Il n'y a que de la tendresse.
Si vous inspirez et que vous savez que vous inspirez, alors la pleine
conscience est là, la pleine conscience de Satipattana, ou Sutra
de la respiration consciente. Quand nous sommes en colère et que
nous savons que nous sommes en colère, la pleine conscience est
là. La colère est une énergie ; la pleine conscience
en est une autre. Et cette deuxième sorte d'énergie va se
manifester pour prendre soin de notre colère comme une maman va
prendre soin de son petit enfant. Il n'y a pas de combat contre la colère.
La pratique de la méditation c'est être conscient de la
douleur.
Donc chaque fois qu'une énergie négative apparaît,
comme la jalousie, le désespoir ou la peur, alors la pleine conscience
doit se manifester pour prendre bien soin de cette énergie négative.
Si vous ne voulez pas que cette énergie vous détruise, touchez
la graine de la pleine conscience et invitez-la à s'épanouir
; embrassez tendrement votre douleur. Quand une maman entend son bébé
crier, elle pose ce qu'elle est en train de faire, elle entre dans la
chambre et prend le bébé. Une maman sait ce qu'est l'énergie
de la pleine conscience ; dès le moment où l'enfant est
dans ses bras, cette énergie de sagesse commence déjà
à pénétrer son corps. La maman ne sait pas encore
ce qui ne va pas avec le bébé, mais par sa présence,
il obtient déjà un soulagement. Ensuite la maman naturellement
pratique le regard profond et il lui faut seulement deux ou trois minutes
pour se rendre compte de ce qui ne va pas avec le bébé :
peut-être que ce sont les couches, peut-être que le bébé
a une petite fièvre, peut-être qu'il a faim. Alors la compréhension
vient et la maman peut transformer la situation.
C'est la même chose avec la méditation.
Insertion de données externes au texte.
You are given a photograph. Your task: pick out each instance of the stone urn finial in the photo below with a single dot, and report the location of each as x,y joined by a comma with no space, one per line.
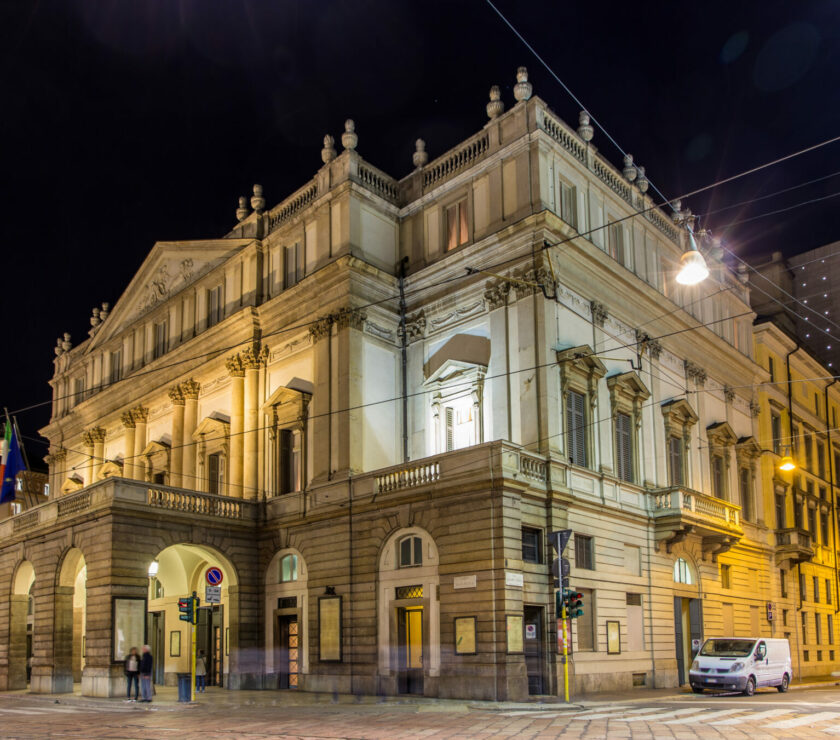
522,89
629,168
585,130
328,152
257,200
420,156
243,211
349,139
642,181
495,107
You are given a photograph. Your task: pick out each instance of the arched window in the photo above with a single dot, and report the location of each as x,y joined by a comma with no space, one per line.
410,552
288,568
682,572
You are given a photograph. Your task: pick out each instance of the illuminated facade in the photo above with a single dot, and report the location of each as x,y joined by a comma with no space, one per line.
370,404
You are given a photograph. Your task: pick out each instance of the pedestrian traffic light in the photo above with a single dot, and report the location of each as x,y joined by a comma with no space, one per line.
574,604
187,609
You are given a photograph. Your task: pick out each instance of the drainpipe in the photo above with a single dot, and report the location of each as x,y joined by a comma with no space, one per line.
831,479
403,351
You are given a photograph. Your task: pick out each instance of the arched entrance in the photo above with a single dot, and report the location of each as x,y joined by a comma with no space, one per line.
178,571
70,621
409,613
21,619
287,611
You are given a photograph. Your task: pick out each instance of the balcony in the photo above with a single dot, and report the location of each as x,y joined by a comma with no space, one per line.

Quand nous avons
une douleur en nous, la première chose est de générer
l'énergie de la pleine conscience pour embrasser et prendre soin
de cette douleur, pour générer de l'amour, de la tendresse
et de la compassion. Si vous regardez profondément dans la nature
de votre colère, vous découvrirez sa vraie nature. Cette
découverte et cette compréhension vous libéreront
de votre douleur. Et il faut prendre l'habitude de pratiquer cela, non
seulement avec la colère, mais aussi avec les autres émotions
comme le désespoir, la peur...
On a peur de la vie, on a peur surtout de la mort.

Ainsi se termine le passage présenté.